Fin du veto hongrois : déblocage du crédit à l'Ukraine
Suite à l'annonce par l'Ukraine de la réparation de l'oléoduc Droujba, la Hongrie a levé son blocage au prêt de 90 milliards d'euros destiné à Kjiv. Le Premier ministre hongrois sortant, Viktor Orbán, s'est rallié à la décision de l'UE. En parallèle, Bruxelles a donné son feu vert à un nouveau paquet de sanctions contre la Russie.
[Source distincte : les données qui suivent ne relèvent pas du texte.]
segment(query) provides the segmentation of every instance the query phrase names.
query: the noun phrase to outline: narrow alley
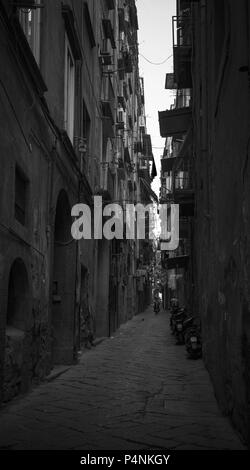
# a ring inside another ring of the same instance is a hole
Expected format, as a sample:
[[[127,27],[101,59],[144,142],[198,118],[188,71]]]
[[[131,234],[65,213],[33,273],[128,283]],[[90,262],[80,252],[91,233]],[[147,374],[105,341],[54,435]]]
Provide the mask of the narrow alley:
[[[243,450],[202,360],[149,308],[0,412],[0,449]]]

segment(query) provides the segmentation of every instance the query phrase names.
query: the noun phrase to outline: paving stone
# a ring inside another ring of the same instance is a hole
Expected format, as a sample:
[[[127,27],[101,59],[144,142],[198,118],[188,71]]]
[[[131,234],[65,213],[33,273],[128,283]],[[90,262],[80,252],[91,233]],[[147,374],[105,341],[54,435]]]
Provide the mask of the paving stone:
[[[134,317],[60,370],[1,409],[0,449],[244,449],[165,312]]]

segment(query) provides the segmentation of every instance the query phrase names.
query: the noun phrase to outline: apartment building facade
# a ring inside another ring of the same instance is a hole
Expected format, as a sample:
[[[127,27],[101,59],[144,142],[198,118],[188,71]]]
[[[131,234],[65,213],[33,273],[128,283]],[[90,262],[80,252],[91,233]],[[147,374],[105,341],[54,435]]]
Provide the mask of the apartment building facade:
[[[249,19],[244,0],[178,1],[172,81],[177,89],[193,90],[191,256],[203,357],[222,410],[248,445]]]
[[[0,2],[0,393],[137,312],[135,240],[72,238],[72,207],[140,200],[132,0]],[[145,118],[145,115],[144,115]],[[150,185],[148,188],[150,191]]]

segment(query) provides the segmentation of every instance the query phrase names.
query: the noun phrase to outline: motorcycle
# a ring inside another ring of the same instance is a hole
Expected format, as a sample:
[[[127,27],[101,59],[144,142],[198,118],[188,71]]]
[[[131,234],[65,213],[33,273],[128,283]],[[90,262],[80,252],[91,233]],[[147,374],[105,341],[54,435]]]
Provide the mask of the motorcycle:
[[[176,337],[177,344],[184,344],[184,332],[185,332],[185,320],[187,318],[187,311],[185,308],[180,309],[178,313],[175,314],[173,318],[173,332]]]
[[[174,328],[175,328],[175,316],[181,311],[181,308],[179,307],[179,304],[174,304],[171,305],[170,309],[170,318],[169,318],[169,325],[172,333],[174,333]]]
[[[188,319],[189,324],[185,332],[186,351],[190,359],[199,359],[202,356],[202,338],[200,326],[195,324],[193,318]]]

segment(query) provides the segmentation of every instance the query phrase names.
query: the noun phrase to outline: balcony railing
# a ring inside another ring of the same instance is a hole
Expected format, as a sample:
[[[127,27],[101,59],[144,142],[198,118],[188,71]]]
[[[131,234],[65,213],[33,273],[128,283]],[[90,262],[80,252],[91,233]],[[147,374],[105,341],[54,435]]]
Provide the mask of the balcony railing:
[[[167,184],[161,187],[161,201],[165,203],[182,204],[192,202],[194,195],[192,169],[189,171],[172,172],[167,178]]]
[[[174,47],[192,47],[192,17],[173,16],[173,46]]]
[[[192,190],[192,178],[190,174],[185,176],[176,176],[174,179],[174,191]]]

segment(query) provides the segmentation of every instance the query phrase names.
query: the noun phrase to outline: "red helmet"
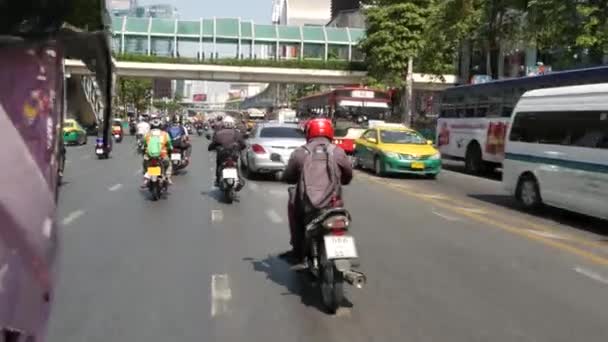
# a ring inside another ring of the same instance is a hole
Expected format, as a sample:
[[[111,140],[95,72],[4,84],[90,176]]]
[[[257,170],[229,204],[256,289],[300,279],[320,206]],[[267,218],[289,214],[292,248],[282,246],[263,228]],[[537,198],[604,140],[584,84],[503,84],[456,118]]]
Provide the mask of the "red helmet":
[[[334,127],[329,119],[311,119],[306,123],[306,140],[316,137],[334,138]]]

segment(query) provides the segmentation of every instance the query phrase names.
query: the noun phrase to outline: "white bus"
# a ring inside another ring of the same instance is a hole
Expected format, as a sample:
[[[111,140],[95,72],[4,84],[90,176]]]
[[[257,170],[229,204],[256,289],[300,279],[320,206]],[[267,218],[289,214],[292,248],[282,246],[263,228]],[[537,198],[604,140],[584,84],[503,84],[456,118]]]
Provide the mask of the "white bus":
[[[503,185],[527,208],[608,219],[608,83],[525,93],[511,117]]]
[[[608,67],[520,77],[448,88],[441,95],[437,146],[444,158],[465,161],[467,172],[501,165],[513,107],[526,91],[608,82]]]

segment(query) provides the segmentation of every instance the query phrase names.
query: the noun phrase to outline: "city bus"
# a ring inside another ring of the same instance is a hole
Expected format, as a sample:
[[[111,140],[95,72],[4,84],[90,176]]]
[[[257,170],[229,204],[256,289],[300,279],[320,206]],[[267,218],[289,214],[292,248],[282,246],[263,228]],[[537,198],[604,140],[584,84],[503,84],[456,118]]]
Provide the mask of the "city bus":
[[[437,120],[439,151],[443,158],[464,160],[472,174],[500,167],[509,118],[526,91],[603,82],[608,82],[608,66],[446,89]]]
[[[517,103],[503,185],[526,208],[608,219],[608,83],[538,89]]]
[[[384,120],[390,115],[388,91],[366,87],[339,87],[298,100],[298,115],[326,117],[334,122],[334,143],[348,154],[354,153],[355,140],[369,120]]]

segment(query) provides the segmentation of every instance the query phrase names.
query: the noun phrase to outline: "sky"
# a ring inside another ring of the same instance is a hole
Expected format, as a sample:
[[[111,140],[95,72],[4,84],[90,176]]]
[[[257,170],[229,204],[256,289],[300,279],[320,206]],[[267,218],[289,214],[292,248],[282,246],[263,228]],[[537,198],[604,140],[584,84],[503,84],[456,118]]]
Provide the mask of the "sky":
[[[238,18],[270,24],[272,0],[139,0],[140,5],[171,4],[180,19]]]

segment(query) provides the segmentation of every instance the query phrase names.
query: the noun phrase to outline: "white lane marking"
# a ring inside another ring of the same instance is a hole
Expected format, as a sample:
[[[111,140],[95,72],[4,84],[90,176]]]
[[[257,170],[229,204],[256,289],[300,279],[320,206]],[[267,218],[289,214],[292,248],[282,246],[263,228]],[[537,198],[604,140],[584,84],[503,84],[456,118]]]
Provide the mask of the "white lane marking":
[[[448,221],[461,221],[461,219],[458,218],[458,217],[451,216],[451,215],[446,215],[446,214],[440,213],[440,212],[435,211],[435,210],[433,210],[433,214],[441,217],[444,220],[448,220]]]
[[[231,298],[232,291],[230,291],[228,275],[211,275],[211,317],[228,312],[228,302]]]
[[[86,159],[91,159],[91,156],[88,154],[85,154],[84,156],[80,157],[80,160],[86,160]]]
[[[527,229],[527,231],[529,233],[532,233],[534,235],[538,235],[538,236],[542,236],[542,237],[546,237],[549,239],[559,239],[559,240],[564,240],[566,237],[555,234],[555,233],[551,233],[551,232],[543,232],[540,230],[534,230],[534,229]]]
[[[272,221],[272,223],[282,223],[283,222],[283,219],[281,218],[281,216],[279,216],[279,214],[277,214],[277,212],[274,211],[274,209],[266,210],[266,216],[268,216],[268,218],[270,219],[270,221]]]
[[[211,210],[211,222],[222,222],[224,213],[221,210]]]
[[[64,226],[67,226],[70,223],[76,221],[82,215],[84,215],[84,211],[82,211],[82,210],[72,211],[71,213],[68,214],[68,216],[66,216],[66,217],[63,218],[63,221],[61,221],[61,223]]]
[[[141,175],[141,170],[137,170],[133,173],[134,176],[139,176]]]
[[[600,283],[604,284],[604,285],[608,285],[608,278],[602,276],[601,274],[591,271],[589,269],[586,269],[584,267],[580,267],[577,266],[574,268],[574,271],[577,273],[580,273],[588,278],[591,278],[595,281],[599,281]]]
[[[108,188],[108,190],[110,191],[116,191],[118,189],[122,188],[122,184],[118,183],[118,184],[114,184],[111,187]]]
[[[258,191],[258,189],[260,188],[260,186],[257,183],[254,182],[249,182],[249,188],[253,191]]]

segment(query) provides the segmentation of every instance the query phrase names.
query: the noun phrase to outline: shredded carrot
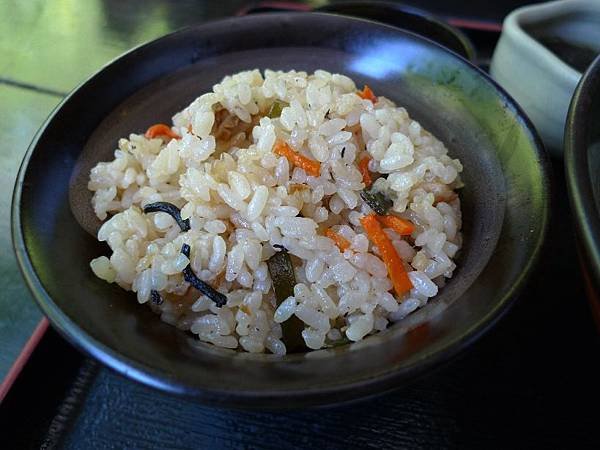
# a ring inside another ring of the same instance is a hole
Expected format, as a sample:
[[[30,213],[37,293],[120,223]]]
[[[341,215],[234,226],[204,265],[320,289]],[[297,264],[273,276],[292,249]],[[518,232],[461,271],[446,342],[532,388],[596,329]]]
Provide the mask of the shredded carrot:
[[[386,215],[377,216],[377,220],[386,228],[391,228],[400,236],[412,234],[415,231],[415,226],[410,220],[401,219],[400,217]]]
[[[302,156],[300,153],[294,151],[286,142],[277,141],[273,151],[279,156],[285,156],[293,165],[304,169],[308,175],[318,177],[321,174],[321,164],[318,161],[313,161]]]
[[[325,231],[325,236],[335,242],[335,245],[337,245],[342,252],[345,252],[350,248],[350,242],[348,242],[348,239],[341,234],[336,233],[331,228],[327,228],[327,231]]]
[[[366,84],[365,84],[365,87],[363,88],[363,90],[358,91],[357,94],[360,98],[365,99],[365,100],[371,100],[373,103],[375,103],[377,101],[377,97],[375,97],[375,94],[373,93],[371,88],[369,86],[367,86]]]
[[[434,200],[433,200],[433,204],[437,205],[438,203],[441,202],[451,202],[452,200],[456,200],[458,198],[458,194],[456,192],[450,192],[450,193],[444,193],[444,194],[439,194],[436,195]]]
[[[369,187],[373,184],[373,179],[371,178],[371,173],[369,172],[369,161],[371,161],[371,158],[365,156],[358,162],[358,170],[360,170],[360,173],[362,174],[365,187]]]
[[[402,296],[410,291],[413,285],[404,269],[404,263],[400,259],[400,256],[398,256],[392,241],[390,241],[384,233],[383,228],[381,228],[377,216],[374,214],[364,216],[360,219],[360,223],[365,229],[369,240],[379,248],[379,254],[387,267],[396,294]]]
[[[181,139],[177,133],[171,130],[171,127],[165,125],[164,123],[157,123],[156,125],[152,125],[150,128],[146,130],[146,135],[148,139],[157,138],[159,136],[166,136],[173,139]]]

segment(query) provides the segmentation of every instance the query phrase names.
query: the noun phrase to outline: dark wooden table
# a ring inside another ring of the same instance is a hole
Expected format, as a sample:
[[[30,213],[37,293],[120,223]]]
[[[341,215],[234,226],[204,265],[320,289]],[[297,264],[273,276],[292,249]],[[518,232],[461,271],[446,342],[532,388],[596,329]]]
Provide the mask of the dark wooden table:
[[[0,380],[41,319],[12,256],[8,215],[36,129],[68,91],[123,51],[247,3],[0,1]],[[418,3],[443,15],[498,20],[521,2],[479,12],[470,3]],[[553,163],[552,226],[528,288],[466,354],[412,386],[327,410],[219,410],[117,376],[49,331],[0,407],[0,447],[599,448],[600,341],[563,166]]]

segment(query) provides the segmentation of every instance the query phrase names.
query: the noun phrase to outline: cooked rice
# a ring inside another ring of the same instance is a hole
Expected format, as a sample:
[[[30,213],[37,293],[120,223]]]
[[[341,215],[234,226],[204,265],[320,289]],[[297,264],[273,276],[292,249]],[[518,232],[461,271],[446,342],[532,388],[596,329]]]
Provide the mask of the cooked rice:
[[[269,118],[275,101],[287,106]],[[293,315],[310,349],[358,341],[425,305],[452,276],[462,241],[459,160],[404,108],[358,96],[350,78],[323,70],[227,76],[177,113],[172,130],[181,139],[120,139],[114,160],[94,167],[88,185],[97,216],[110,217],[98,240],[112,249],[92,270],[165,322],[216,346],[283,355],[281,324]],[[320,176],[277,156],[276,140],[319,161]],[[372,213],[360,197],[364,156],[372,172],[388,174],[373,189],[415,225],[404,238],[385,230],[410,271],[413,289],[402,298],[361,227]],[[142,212],[157,201],[181,208],[191,229]],[[324,236],[329,227],[350,249],[342,253]],[[297,281],[279,307],[266,264],[278,246],[294,255]],[[188,264],[227,295],[224,307],[184,280]],[[162,304],[149,301],[152,290]]]

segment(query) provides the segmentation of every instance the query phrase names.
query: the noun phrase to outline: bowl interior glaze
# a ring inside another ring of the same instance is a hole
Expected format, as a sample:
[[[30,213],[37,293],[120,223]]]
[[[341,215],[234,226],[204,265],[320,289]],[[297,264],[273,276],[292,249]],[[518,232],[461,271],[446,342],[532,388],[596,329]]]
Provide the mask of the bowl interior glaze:
[[[253,68],[320,68],[368,83],[461,159],[464,249],[455,276],[425,308],[360,343],[278,358],[202,344],[94,277],[89,261],[108,249],[79,223],[97,226],[85,222],[90,167],[111,158],[119,137],[169,121],[224,75]],[[506,310],[544,239],[547,176],[539,139],[515,103],[441,46],[348,17],[254,15],[134,49],[71,94],[25,157],[13,237],[52,324],[118,372],[212,404],[330,404],[402,386],[465,348]]]

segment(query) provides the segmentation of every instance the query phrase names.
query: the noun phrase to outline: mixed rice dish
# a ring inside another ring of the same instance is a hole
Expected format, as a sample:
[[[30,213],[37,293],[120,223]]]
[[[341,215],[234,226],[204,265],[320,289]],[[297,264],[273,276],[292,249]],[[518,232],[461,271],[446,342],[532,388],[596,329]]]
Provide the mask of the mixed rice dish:
[[[225,77],[172,125],[119,140],[88,188],[93,272],[201,341],[247,352],[359,341],[452,276],[462,165],[344,75]]]

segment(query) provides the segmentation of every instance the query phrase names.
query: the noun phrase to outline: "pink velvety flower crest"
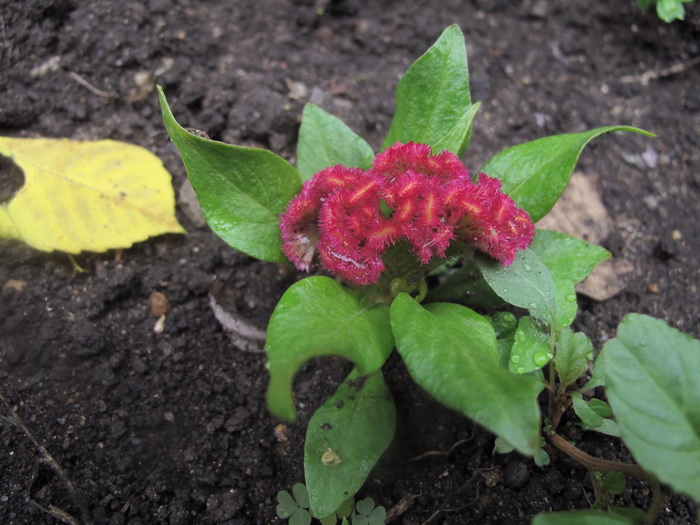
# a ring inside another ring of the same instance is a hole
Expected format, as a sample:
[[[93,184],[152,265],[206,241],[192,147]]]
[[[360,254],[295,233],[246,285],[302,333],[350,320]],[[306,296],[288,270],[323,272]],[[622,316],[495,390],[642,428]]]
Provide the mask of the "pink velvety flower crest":
[[[377,282],[385,250],[407,241],[422,264],[454,239],[511,264],[535,228],[498,179],[472,182],[453,153],[397,143],[369,170],[336,165],[304,183],[281,216],[282,249],[300,269],[319,262],[355,284]]]

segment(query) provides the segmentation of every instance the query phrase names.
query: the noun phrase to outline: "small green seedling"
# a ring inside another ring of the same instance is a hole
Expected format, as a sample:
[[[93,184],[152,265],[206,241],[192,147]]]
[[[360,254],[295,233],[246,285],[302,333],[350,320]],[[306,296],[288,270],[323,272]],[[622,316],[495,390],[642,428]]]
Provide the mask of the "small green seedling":
[[[375,507],[372,498],[365,498],[355,505],[355,498],[346,499],[332,514],[319,518],[310,512],[309,494],[303,483],[297,483],[292,488],[294,496],[286,490],[277,494],[277,517],[289,518],[289,525],[309,525],[312,518],[317,519],[321,525],[384,525],[386,510],[382,506]]]

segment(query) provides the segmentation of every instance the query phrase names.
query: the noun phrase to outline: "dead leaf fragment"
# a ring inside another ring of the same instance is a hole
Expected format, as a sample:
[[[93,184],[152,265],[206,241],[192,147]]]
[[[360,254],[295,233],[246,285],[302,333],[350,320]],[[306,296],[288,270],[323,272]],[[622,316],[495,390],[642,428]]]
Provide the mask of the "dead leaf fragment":
[[[185,232],[175,218],[170,174],[141,147],[0,137],[0,155],[11,158],[25,178],[0,206],[0,237],[75,254]]]
[[[603,261],[576,285],[576,291],[596,301],[606,301],[625,289],[634,274],[634,264],[627,259]]]
[[[8,279],[2,286],[2,289],[21,292],[22,290],[24,290],[25,286],[27,286],[27,281],[22,281],[21,279]]]
[[[575,172],[557,203],[537,227],[600,244],[610,235],[613,221],[605,209],[596,177]]]
[[[613,220],[600,197],[595,175],[575,172],[571,182],[537,227],[554,230],[583,239],[591,244],[602,243],[613,229]],[[600,263],[591,274],[576,285],[576,291],[596,301],[605,301],[625,289],[634,266],[626,259]]]

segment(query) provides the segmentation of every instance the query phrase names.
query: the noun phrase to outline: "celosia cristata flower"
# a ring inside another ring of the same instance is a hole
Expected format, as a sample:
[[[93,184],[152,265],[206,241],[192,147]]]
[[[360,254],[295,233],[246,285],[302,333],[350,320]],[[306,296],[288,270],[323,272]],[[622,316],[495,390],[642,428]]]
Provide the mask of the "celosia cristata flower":
[[[501,191],[498,179],[467,168],[448,151],[397,143],[370,170],[337,165],[304,183],[281,217],[282,249],[302,270],[318,261],[356,284],[372,284],[384,270],[382,255],[406,240],[426,264],[444,257],[459,239],[513,262],[532,242],[527,212]]]

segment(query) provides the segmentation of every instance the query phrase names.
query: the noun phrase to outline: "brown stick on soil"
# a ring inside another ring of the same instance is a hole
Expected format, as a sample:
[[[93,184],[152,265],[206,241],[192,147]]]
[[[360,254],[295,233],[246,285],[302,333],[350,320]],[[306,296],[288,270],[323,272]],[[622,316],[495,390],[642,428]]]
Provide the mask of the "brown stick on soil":
[[[2,401],[2,404],[5,407],[5,410],[8,415],[2,416],[5,418],[9,423],[15,425],[18,427],[22,432],[24,432],[24,435],[29,438],[29,440],[34,443],[34,446],[39,449],[39,452],[41,452],[41,455],[44,456],[44,460],[51,466],[56,471],[56,474],[58,474],[58,477],[61,478],[61,481],[63,481],[64,485],[68,489],[68,493],[71,495],[73,498],[73,501],[75,501],[76,505],[78,505],[78,508],[80,509],[80,517],[81,520],[80,522],[85,524],[85,525],[92,525],[92,517],[90,516],[90,513],[87,510],[87,507],[85,505],[85,502],[82,500],[82,498],[79,497],[78,491],[75,490],[75,486],[73,485],[73,482],[70,480],[68,475],[66,474],[66,471],[63,470],[63,467],[59,465],[58,461],[54,459],[54,457],[49,453],[48,449],[42,445],[39,440],[36,438],[34,433],[29,430],[29,427],[24,424],[24,421],[22,421],[22,418],[19,417],[19,415],[12,409],[10,406],[10,403],[7,402],[7,399],[5,399],[5,396],[0,393],[0,401]],[[39,509],[47,512],[54,518],[60,519],[64,521],[64,523],[76,523],[77,520],[73,518],[70,514],[67,512],[58,509],[56,507],[51,507],[51,509],[45,509],[38,503],[32,502],[36,507]]]
[[[639,465],[633,465],[631,463],[620,463],[618,461],[609,461],[607,459],[596,458],[589,454],[586,454],[583,450],[575,447],[559,434],[549,434],[547,435],[548,441],[554,445],[556,448],[564,452],[567,456],[575,459],[581,465],[586,467],[588,470],[604,470],[610,471],[614,470],[616,472],[622,472],[627,476],[634,476],[639,479],[647,481],[654,491],[654,497],[652,499],[651,505],[647,510],[645,522],[649,525],[656,521],[656,516],[661,511],[663,506],[664,496],[661,491],[661,484],[659,479],[644,470]]]

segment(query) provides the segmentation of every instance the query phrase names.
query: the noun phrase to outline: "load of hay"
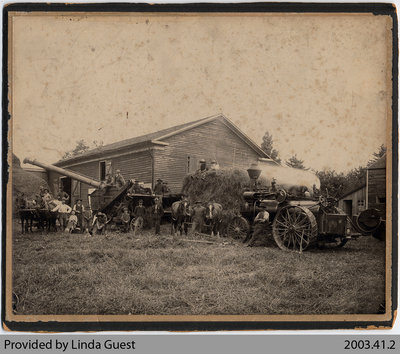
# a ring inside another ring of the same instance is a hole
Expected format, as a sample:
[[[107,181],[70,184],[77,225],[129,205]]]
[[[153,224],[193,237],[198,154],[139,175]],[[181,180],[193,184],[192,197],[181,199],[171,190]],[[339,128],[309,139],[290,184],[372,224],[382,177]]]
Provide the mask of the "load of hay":
[[[250,179],[245,170],[226,169],[196,172],[183,180],[182,193],[190,203],[220,203],[224,210],[238,212],[243,205],[243,191],[250,187]]]
[[[21,161],[13,154],[12,160],[12,189],[13,196],[24,193],[25,197],[33,198],[39,192],[39,187],[49,188],[47,182],[33,173],[21,168]]]

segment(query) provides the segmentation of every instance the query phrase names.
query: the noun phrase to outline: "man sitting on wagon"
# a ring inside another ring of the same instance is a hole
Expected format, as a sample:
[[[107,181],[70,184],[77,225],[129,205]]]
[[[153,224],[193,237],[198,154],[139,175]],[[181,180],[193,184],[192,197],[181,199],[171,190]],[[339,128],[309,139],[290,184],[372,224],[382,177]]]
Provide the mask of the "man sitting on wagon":
[[[261,203],[261,211],[254,219],[254,231],[250,238],[247,247],[253,247],[257,241],[263,241],[266,238],[266,233],[269,227],[269,213],[266,210],[266,205]]]
[[[116,173],[114,177],[115,186],[118,189],[121,189],[123,186],[125,186],[125,178],[121,175],[121,170],[116,170],[115,173]]]
[[[164,186],[163,186],[163,183],[162,183],[162,182],[163,182],[163,181],[162,181],[161,178],[157,179],[157,183],[156,183],[156,185],[154,186],[154,194],[155,194],[155,195],[163,195],[163,193],[164,193]]]

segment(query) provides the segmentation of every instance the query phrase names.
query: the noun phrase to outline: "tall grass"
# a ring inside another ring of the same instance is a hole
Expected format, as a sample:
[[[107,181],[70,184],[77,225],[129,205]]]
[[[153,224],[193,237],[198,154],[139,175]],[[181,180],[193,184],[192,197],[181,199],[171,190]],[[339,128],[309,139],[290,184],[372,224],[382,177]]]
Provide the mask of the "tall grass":
[[[150,232],[14,234],[18,314],[353,314],[384,304],[384,244],[286,253]],[[203,236],[203,239],[209,239]]]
Les commentateurs font la lumière sur les enjeux liés à cette décision.
De quoi sauver les apparences
L'Union va pouvoir redorer son blason, estime La Stampa :
«Hier, un double signal s'est manifesté vers midi. … Les ambassadeurs hongrois et slovaque ont donné leur feu vert au lancement de la procédure écrite pour l'approbation définitive du prêt de 90 milliards d'euros à l'Ukraine et du 20e paquet de sanctions contre la Russie, bloqué depuis deux mois. … Si aucun gouvernement n'émet d'objection – ce qui est probable selon plusieurs sources européennes – les chefs d'Etat et de gouvernement européens pourront se targuer d'une double 'réussite' ce soir, lors de la première journée de la réunion informelle des dirigeants européens à Chypre, dont le coup d'envoi sera justement donné par un discours de Volodymyr Zelensky. Cette nouvelle permettra aux uns et aux autres de garder la face lors de ce sommet, où on s'évertuera surtout à discuter, sans prendre vraiment de décisions.»
La réparation miraculeuse d'un oléoduc
Die Weltwoche ne cache pas son étonnement :
«En route pour la cour des miracles ! Pendant des mois, l'Ukraine a empêché l'accès à l'oléoduc Droujba, censé avoir été endommagé par une attaque russe. Une conduite qui achemine le pétrole russe en Hongrie et Slovaquie. A Budapest et Bratislava, on supputait que par ce biais, Kiev entendait influer sur les élections hongroises. Peut-être à raison. A peine Orbán a-t-il perdu les élections que l'oléoduc se retrouve en parfait état de marche. Il doit permettre le transit de pétrole, mais aussi d'argent. … Honni soit qui mal y pense. Après tout, les miracles existent, par exemple la guérison spontanée d'un oléoduc.»
Il faut comprendre Kyiv
Denník Postoj décrypte la logique ukrainienne :
«Les bombardements russes sont à l'origine de l'interruption du transit de pétrole via l'oléoduc Droujba. … Au regard des objectifs de l'Ukraine, on comprend pourquoi elle s'est montrée aussi inflexible et peu encline à remettre en condition et en service le transit via Droujba. Lorsque l'ennemi qui vous fait la guerre finance cette dernière à l'aide d'infrastructures qui traversent votre territoire, il semble naturel de ne pas accorder une attention particulière à ces dites infrastructures. Surtout quand se trouvent, à l'autre bout du pipeline, deux pays (la Hongrie et la Slovaquie) qui, du moins verbalement, sympathisent davantage avec l'ennemi qu'avec vous-même.»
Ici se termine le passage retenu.